Uitspraak
uitspraak van de enkelvoudige kamer in de zaak tussen
[naam], V-nummer: [nummer], eiser
voorheen de staatssecretaris van Justitie en Veiligheid,) de minister,
Rechtbank Den Haag
In deze uitspraak beoordeelt de rechtbank het beroep van eiser tegen het besluit van 22 maart 2024, waarbij de minister eisers aanvraag om een verblijfsvergunning asiel voor bepaalde tijd heeft ingewilligd. Het beroep richt zich tegen de ingangsdatum van de verblijfsvergunning. De minister heeft op verzoek van de rechtbank op het beroep gereageerd met een verweerschrift. Eiser heeft een schriftelijke reactie ingediend op het verweerschrift. Partijen hebben de rechtbank toestemming gegeven om zonder zitting uitspraak te doen op het beroep. De rechtbank heeft vervolgens het onderzoek gesloten en doet uitspraak zonder zitting.
De rechtbank beoordeelt of de minister de ingangsdatum van eisers verblijfsvergunning juist heeft vastgesteld aan de hand van de beroepsgronden van eiser. De rechtbank verklaart het beroep gegrond. De minister heeft de asielaanvraag van eiser ingewilligd en een verblijfsvergunning asiel verleend, geldig van 5 juli 2023 tot 5 juli 2024. Eiser is het niet eens met de ingangsdatum en voert aan dat deze moet zijn vastgesteld op 26 juni 2023, de datum waarop hij zich in het Aanmeldcentrum Ter Apel heeft gemeld. De rechtbank stelt vast dat de minister de ingangsdatum niet juist heeft vastgesteld en verklaart het beroep gegrond.
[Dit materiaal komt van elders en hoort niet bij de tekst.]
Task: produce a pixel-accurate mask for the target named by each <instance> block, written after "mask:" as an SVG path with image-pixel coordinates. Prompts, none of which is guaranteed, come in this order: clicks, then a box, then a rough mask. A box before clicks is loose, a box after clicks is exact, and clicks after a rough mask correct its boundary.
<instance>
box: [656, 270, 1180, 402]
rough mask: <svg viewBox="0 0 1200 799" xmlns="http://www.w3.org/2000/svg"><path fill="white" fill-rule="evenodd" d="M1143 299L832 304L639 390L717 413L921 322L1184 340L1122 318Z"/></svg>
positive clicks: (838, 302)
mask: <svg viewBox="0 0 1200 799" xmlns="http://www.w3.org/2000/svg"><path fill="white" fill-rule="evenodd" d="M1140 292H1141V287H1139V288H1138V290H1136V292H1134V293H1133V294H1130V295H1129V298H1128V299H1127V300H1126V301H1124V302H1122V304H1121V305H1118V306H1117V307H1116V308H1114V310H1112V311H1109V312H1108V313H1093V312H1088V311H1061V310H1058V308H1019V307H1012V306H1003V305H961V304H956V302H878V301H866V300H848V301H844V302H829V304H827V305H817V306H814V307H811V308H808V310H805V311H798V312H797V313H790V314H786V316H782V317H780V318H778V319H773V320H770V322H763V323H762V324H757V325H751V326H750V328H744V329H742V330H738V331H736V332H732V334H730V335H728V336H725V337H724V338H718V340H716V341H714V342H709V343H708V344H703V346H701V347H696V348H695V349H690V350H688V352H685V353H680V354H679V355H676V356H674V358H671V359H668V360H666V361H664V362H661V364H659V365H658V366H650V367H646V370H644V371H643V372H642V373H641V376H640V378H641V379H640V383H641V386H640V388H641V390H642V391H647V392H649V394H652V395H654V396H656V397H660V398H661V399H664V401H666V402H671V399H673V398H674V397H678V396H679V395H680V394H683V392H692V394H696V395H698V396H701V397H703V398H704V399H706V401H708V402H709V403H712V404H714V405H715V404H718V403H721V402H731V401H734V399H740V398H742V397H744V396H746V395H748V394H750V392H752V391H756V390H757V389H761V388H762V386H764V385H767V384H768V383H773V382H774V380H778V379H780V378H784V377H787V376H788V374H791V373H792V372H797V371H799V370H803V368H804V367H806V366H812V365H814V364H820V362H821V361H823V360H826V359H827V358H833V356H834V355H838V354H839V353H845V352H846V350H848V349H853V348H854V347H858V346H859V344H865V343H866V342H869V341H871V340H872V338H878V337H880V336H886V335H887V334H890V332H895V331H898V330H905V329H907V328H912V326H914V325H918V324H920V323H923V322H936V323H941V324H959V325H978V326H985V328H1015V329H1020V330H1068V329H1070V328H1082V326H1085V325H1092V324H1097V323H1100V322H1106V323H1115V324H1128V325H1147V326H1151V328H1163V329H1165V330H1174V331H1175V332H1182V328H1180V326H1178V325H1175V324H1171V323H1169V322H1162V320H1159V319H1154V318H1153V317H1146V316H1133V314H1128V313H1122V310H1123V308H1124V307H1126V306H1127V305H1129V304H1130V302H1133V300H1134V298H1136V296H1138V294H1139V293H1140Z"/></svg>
De rechtbank vernietigt het bestreden besluit voor zover de ingangsdatum is vastgesteld op 5 juli 2023 en stelt deze vast op 26 juni 2023. De minister moet de proceskosten van eiser vergoeden, tot een bedrag van € 907,-. De rechtbank ziet geen aanleiding om een lagere wegingsfactor toe te passen, ondanks het verzoek van de minister. De uitspraak is openbaar gemaakt en partijen kunnen in hoger beroep gaan.